Friday in the Octave of Easter
Parents and teachers look for those golden opportunities of Teaching Moments. That’s when someone has let their guard down and becomes open to important information. They ask a question that begs for an answer. What worked before doesn’t work any more and they are at an impasse. Help would be appreciated. They are ready to listen and are open to something new. They can be children from age 5 to 65. When Jesus calls to the disciples in the boat, he calls them children. Is this belittling? Patronizing? Underlining their incompetence? Maybe it just means that they are beginners. To be a child is to be a beginner. And for a beginner, anything and everything is possible. They are not boxed in by what they already know.
One way of looking at the various apparitions of Jesus after his resurrection is to see them as teaching moments. This was the third time Jesus was revealed to them. They still did not recognize him. Children, have you caught anything to eat? No. The unadorned reply which said all they wanted to say. They had worked all night and caught nothing. A real bummer. They were worn out and disgusted at the waste of time. The time was empty, dark, futile and lonely. There must be a better time and place. Perhaps we can resonate. Maybe there are some dark pockets of fatigue, emptiness and hopelessness that we push out of center stage in our lives, but which are like black holes sucking out energy and life. Areas which we would like to change, but just can’t. There must be a better time and place, the subtle voice of acedia which despairs of finding live in what we are doing and living.

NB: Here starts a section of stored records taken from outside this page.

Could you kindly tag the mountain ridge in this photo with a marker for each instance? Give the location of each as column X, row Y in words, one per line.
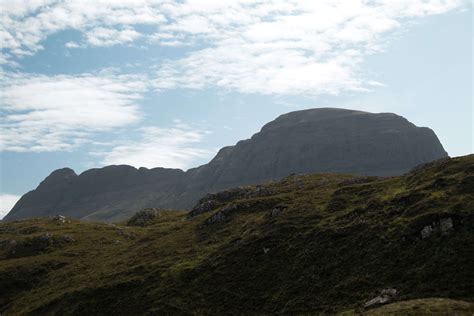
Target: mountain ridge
column 307, row 244
column 307, row 141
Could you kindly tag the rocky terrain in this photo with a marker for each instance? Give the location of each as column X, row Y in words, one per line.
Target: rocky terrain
column 316, row 140
column 308, row 244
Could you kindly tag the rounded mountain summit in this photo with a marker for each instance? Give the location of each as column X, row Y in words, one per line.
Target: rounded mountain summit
column 318, row 140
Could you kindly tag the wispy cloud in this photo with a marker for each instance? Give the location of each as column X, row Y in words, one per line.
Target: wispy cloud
column 7, row 201
column 50, row 113
column 174, row 147
column 270, row 47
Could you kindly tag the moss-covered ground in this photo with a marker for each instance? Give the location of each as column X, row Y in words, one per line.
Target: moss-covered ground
column 334, row 242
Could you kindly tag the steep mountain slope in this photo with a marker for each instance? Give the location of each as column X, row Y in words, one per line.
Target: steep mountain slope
column 316, row 140
column 306, row 244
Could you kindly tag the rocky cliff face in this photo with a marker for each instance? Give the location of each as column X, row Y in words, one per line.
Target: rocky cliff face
column 309, row 141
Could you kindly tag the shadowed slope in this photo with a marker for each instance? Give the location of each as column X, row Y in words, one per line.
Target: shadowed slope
column 307, row 244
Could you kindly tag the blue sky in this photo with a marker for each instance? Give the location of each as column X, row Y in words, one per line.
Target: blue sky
column 167, row 83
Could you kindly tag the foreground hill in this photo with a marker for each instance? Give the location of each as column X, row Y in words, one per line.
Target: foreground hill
column 306, row 244
column 316, row 140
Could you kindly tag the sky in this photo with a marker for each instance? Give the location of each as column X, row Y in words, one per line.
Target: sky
column 85, row 84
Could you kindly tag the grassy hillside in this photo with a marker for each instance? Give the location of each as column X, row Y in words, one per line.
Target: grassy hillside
column 307, row 244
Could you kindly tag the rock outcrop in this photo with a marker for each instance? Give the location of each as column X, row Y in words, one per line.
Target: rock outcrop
column 309, row 141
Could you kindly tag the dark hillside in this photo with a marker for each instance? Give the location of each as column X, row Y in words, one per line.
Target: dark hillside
column 306, row 244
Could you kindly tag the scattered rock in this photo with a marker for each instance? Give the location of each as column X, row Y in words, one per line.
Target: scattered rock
column 60, row 219
column 128, row 235
column 144, row 217
column 386, row 296
column 426, row 232
column 68, row 238
column 218, row 217
column 203, row 207
column 213, row 200
column 275, row 211
column 30, row 246
column 444, row 227
column 222, row 215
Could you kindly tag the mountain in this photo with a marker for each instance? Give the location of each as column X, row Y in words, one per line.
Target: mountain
column 308, row 244
column 315, row 140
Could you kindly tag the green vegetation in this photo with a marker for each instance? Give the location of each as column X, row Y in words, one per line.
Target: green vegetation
column 311, row 244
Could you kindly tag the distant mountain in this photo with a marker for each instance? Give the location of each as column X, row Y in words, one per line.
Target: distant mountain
column 308, row 141
column 320, row 244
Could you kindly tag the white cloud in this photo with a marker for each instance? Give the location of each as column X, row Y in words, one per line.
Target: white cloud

Cast your nets on the right side of the boat, on the other side. The other side may be unplumbed depths, repressed fears, weakness and shame, the shadow of unlived experience submerged in our soul. It is right there. It is not a question of finding a better place and time (the typical first response to the pains of acedia). Salvation will come in responding to a word addressed to us, in hearing and obeying that word. Faith is performative: we know it in doing what it asks of us, not in thinking or theologizing about it. It is the task (and mission) that we are given. Maybe there is no reason for our doing it than the fact that we have been asked. I did it because you told me to. I did it because you asked me. That’s enough. The Word can be that direct and immediate.
Although the charcoal fire, fish and bread are already in place on the shore, Jesus tells us to bring some of the fish we have caught. God is the host here, and has prepared a banquet for those entering the new kingdom (where we are always beginners). An unexpected order, preparation, hospitality and care are spread out, but it is not complete without what we bring. It is now Jesus (not Peter) who says I am going fishing. We can all say: I will come with you.